Moreover, VUL policyholders have the flexibility to make additional premium payments at any time or adjust payments as needed, which can be advantageous as financial circumstances evolve over time.

Unlike other types of permanent life insurance policies where the cash value usually earns a conservative amount of interest, a variable universal life (VUL) policy offers policyholders more control over the growth of their cash value. In a VUL policy, you have the option to invest the cash value in subaccounts, potentially leading to greater growth opportunities.

However, this increased potential for higher returns also comes with higher risk. VUL policies provide limited guarantees, and the cash value can fluctuate depending on the performance of the chosen investments. This means there is a possibility of losing some or all of the cash value, which could consequently reduce the death benefit or lead to the termination of the policy.

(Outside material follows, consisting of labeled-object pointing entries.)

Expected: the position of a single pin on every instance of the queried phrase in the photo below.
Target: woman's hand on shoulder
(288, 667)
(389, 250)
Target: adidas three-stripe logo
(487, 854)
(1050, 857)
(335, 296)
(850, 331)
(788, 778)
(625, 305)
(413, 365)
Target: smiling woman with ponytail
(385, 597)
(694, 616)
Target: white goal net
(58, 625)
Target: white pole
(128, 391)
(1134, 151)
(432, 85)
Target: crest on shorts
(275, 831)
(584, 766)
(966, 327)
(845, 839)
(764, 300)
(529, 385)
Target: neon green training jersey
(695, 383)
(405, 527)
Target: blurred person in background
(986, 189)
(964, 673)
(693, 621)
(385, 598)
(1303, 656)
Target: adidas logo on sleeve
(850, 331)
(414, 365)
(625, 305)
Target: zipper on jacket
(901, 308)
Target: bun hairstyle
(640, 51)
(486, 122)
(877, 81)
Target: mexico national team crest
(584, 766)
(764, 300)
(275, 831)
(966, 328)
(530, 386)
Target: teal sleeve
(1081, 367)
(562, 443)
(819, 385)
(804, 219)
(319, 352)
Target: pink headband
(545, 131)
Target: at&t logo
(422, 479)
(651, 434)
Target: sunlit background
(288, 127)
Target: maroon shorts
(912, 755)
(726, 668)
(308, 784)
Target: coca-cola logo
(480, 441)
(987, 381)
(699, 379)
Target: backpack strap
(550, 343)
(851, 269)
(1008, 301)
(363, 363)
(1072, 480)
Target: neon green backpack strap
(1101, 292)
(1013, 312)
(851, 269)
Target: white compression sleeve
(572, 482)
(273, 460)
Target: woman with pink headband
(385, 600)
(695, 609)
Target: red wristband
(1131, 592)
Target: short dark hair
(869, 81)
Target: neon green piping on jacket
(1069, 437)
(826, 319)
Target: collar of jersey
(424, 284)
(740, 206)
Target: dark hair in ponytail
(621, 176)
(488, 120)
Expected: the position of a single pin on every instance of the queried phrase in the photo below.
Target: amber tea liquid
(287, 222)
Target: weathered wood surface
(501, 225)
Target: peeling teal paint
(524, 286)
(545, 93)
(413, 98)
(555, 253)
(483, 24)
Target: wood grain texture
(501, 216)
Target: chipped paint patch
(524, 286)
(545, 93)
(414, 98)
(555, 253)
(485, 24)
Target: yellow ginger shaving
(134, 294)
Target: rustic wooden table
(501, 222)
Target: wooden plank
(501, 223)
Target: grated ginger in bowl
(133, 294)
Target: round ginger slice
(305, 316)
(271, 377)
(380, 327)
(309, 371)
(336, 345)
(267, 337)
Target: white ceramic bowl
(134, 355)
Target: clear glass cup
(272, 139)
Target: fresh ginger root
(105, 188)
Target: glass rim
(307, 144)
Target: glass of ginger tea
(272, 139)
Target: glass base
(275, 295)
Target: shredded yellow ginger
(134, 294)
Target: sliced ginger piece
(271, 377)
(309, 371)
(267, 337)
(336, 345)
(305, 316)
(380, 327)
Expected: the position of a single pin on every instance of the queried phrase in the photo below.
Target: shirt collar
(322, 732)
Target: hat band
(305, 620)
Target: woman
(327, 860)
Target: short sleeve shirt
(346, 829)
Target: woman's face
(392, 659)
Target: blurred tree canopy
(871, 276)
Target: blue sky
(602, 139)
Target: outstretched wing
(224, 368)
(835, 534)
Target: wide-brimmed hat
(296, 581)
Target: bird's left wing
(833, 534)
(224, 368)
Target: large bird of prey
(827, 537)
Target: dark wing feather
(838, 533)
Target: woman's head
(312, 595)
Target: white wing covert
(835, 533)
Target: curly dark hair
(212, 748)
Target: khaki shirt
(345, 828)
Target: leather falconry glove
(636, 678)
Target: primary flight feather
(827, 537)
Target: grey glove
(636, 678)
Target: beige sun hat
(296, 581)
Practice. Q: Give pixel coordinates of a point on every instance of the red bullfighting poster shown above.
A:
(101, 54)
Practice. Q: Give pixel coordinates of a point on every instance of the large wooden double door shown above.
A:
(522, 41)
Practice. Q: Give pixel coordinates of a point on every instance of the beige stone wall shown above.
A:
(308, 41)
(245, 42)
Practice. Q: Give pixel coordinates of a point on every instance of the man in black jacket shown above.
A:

Under a VUL policy, the death benefit received by your beneficiaries is typically exempt from federal income taxes. Moreover, the earnings from your cash value investments are generally tax-deferred, meaning you are only required to pay federal taxes under specific circumstances. Here’s a breakdown of what this entails:

  • Tax on gains: Federal taxes are applicable only on the amount withdrawn if the earnings exceed your total contributions (known as your “cost basis”).
  • Borrowing: You can borrow against the cash value of your policy without incurring taxes. However, if your policy lapses or terminates with an outstanding loan balance, taxes may be due on the unpaid amount. At death, any remaining loan balance will be deducted from the death benefit.
  • 7-pay test: This test, akin to IRS Section 7702 guidelines, ensures that your policy is primarily funded for protection rather than as an investment. Failing this test could result in the loss of tax benefits and reclassification as a Modified Endowment Contract (MEC), which carries different tax implications.

Here are the types of individuals who may find a variable universal life policy most advantageous:

  • Experienced investors: Understanding the complexities of the stock market and mutual funds, along with the risks associated with a VUL, can benefit seasoned investors looking for life insurance with investment potential.
  • High-net-worth individuals: Estate planning is critical for minimizing heirs’ tax obligations upon your passing. A VUL policy can potentially pass on a significant inheritance tax-free, depending on your state’s estate tax laws.
  • Individuals who have maximized retirement contributions: If you’ve already maxed out contributions to your 401(k) and IRA for the year, a VUL policy can serve as a vehicle to invest additional lump sums. However, due to higher fees and insurance costs, this option is typically considered after exhausting other retirement plan options.

For those who find the complexities of a VUL policy daunting, a universal life insurance policy may offer a similar balance of cash value growth and flexible premiums in a more straightforward manner.

When comparing life insurance quotes, it’s crucial to understand how premiums, death benefits, and cash values interact. Monitoring your cash value is particularly important with a variable policy to ensure it remains sustainable and does not risk termination.